The way to overcome this issue is to perform multi-gene analysis, where the signal is considered by taking LD and shared \(W\).
Model
This paper derived the likelihood of TWAS z-score in multi-gene setting.
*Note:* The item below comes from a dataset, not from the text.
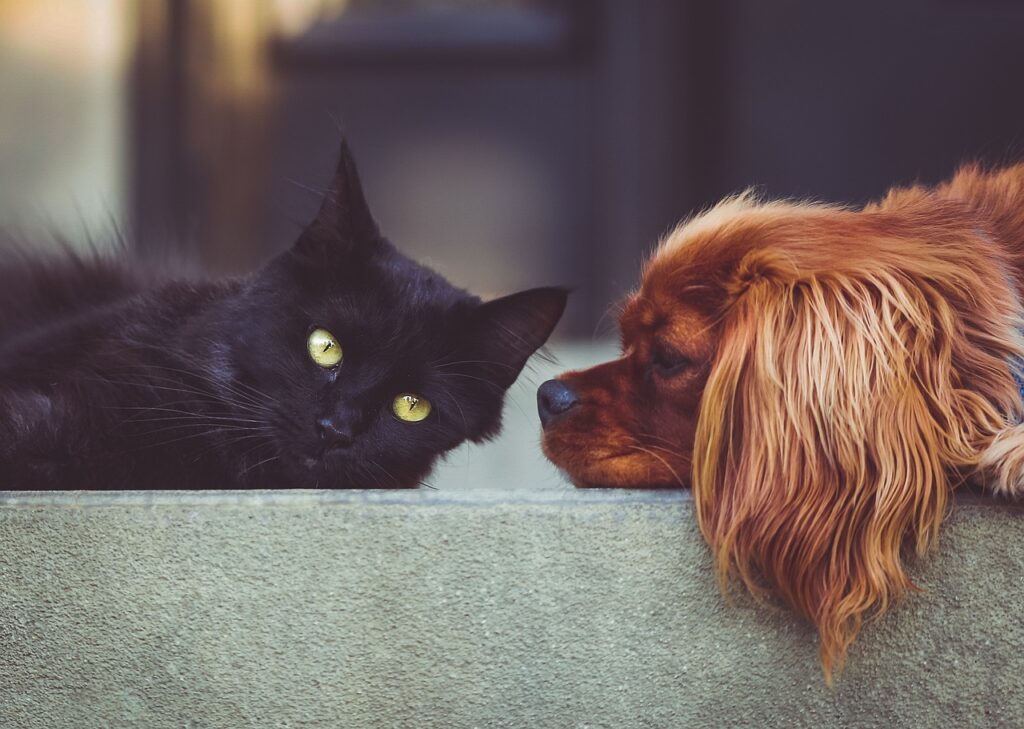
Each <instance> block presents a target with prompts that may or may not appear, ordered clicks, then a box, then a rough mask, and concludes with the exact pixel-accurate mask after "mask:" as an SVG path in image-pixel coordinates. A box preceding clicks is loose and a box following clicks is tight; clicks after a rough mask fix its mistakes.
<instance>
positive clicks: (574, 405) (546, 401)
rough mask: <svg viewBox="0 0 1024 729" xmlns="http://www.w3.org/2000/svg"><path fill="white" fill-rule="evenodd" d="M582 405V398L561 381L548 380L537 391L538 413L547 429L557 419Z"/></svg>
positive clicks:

\[\begin{align*} \hat{G} &= X \hat{W} \\ \tilde{G} &= X \hat{W} S^{-1} \quad \text{, where $S = diag(\|G_i\|)$} \\ \hat{b}_i &= \hat{G}_i'y / \hat{G}_i' \hat{G}_i = \tilde{G}_i' y \\ se(\hat{b}_i) &= \sqrt{var(\tilde{G}_i \epsilon)} = \sqrt{n \sigma_e^2} = \sqrt{n} \sigma_e \\ z_i &= \hat{b}_i / se(\hat{b}_i) \\ &= \tilde{G}_i'y / (\sqrt{n} \sigma_e) \\ &= S^{-1}W'X' (G \alpha + \epsilon) / (\sqrt{n} \sigma_e) \\ &= S^{-1} W' X' (XWS^{-1} \alpha + \epsilon) / (\sqrt{n} \sigma_e) \\ &= \frac{\sqrt{n}}{\sigma_e} S^{-1} W' \Sigma_{SNP} W S^{-1} \alpha + \frac{1}{\sqrt{n} \sigma_e} S^{-1} W' X' \epsilon \end{align*}\]Then, we can write down the mean and variance of \(z_{twas}\).
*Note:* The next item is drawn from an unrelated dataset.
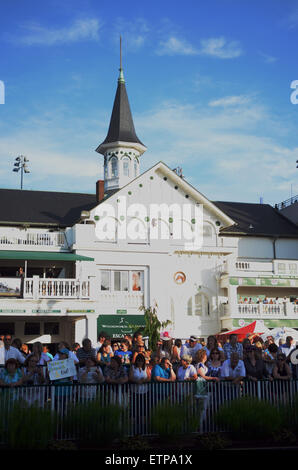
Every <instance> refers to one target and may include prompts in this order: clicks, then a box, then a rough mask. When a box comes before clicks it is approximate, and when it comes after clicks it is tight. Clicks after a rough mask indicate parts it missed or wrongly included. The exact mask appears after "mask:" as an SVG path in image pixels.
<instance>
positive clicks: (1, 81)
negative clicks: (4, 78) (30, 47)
mask: <svg viewBox="0 0 298 470" xmlns="http://www.w3.org/2000/svg"><path fill="white" fill-rule="evenodd" d="M0 104H5V85H4V82H3V81H2V80H0Z"/></svg>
\[\begin{align*} \E(z_{twas}) &= \frac{\sqrt{n}}{\sigma_e} S^{-1} W' \Sigma_{SNP} W S^{-1} \alpha \\ \var(z_{twas}) &= \frac{1}{n \sigma_e^2} S^{-1} W' X' \sigma_e^2 X W S^{-1} \\ &= S^{-1} W' \Sigma_{SNP} W S^{-1} \end{align*}\]Let \(\Sigma_{pe} = S^{-1} W' \Sigma_{SNP} W S^{-1}\) and \(\lambda = \frac{\sqrt{n}}{\sigma_e} \alpha\), we have \(z_{twas} | \lambda, \Sigma_{pe} \sim N(\Sigma_{pe} \lambda, \Sigma_{pe})\).
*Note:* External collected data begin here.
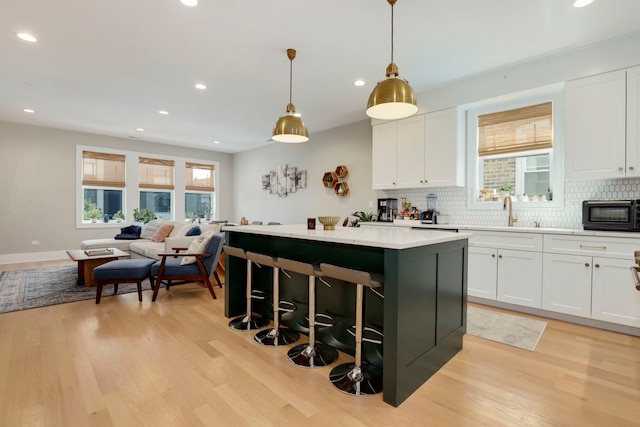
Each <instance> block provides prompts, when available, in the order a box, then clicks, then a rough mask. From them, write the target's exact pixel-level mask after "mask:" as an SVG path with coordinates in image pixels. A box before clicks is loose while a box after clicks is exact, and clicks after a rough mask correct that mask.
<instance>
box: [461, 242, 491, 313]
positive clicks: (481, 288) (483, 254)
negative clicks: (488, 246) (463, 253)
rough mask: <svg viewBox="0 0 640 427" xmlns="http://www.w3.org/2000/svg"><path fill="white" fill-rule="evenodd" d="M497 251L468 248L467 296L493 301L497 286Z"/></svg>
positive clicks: (475, 246) (481, 248) (478, 248)
mask: <svg viewBox="0 0 640 427" xmlns="http://www.w3.org/2000/svg"><path fill="white" fill-rule="evenodd" d="M497 252H498V250H497V249H494V248H482V247H476V246H469V261H468V264H467V266H468V267H467V268H468V278H467V294H468V295H472V296H474V297H479V298H486V299H491V300H495V299H496V297H497V294H496V289H497V284H498V255H497Z"/></svg>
Since \(\lambda\) (\(\alpha\)) is unknown, \(\lambda\) should be integreted out by defining a prior of \(\lambda\). To keep the mathematical form simple, the paper used \(\lambda | c, \sigma_c^2 \sim N(0, D_c)\), where \(D_c = diag(n\sigma_c^2 c) + diag(\delta (1 - c)\) with binary vector \(c\) indicating if the SNP is causal. Here \(\delta\) is a small number (corresponding to non-effect) to keep \(D_c\) positive semi-definite. Then, \(z_{twas} | \Sigma_{pe}, c, \sigma_c^2 \sim N(0, \Sigma_{pe} + \Sigma_{pe} D_c \Sigma_{pe})\). So, PIP is
\[\begin{align*} c &\sim Bernoulli(p) \\ \Pr(c|z_{twas}, \Sigma_{pe}, \sigma_c^2) &= \frac{\Pr(z_{twas} | \Sigma_{pe}, c, \sigma_c^2) \Pr(c)}{\sum_{c'} \Pr(z_{twas} | \Sigma_{pe}, c', \sigma_c^2) \Pr(c')} \\ PIP_i &= \Pr(c_i = 1|z_{twas}, \Sigma_{pe}, \sigma_c^2) \\ &= \sum_{c: c_i = 1} \Pr(c|z_{twas}, \Sigma_{pe}, \sigma_c^2) \end{align*}\]Note that for a candidate region with promising z-scores, \(p\) can be set as \(1 / m\). For \(\sigma_c^2\), in principle, it can be estimated with big computation burden. In this paper, \(n\sigma_c^2 = 13\) was used.
In gene-based analysis, \(m\) is not very big. So, summing over all possible \(c\) is tractable. This is different from the situation where DAP is applied.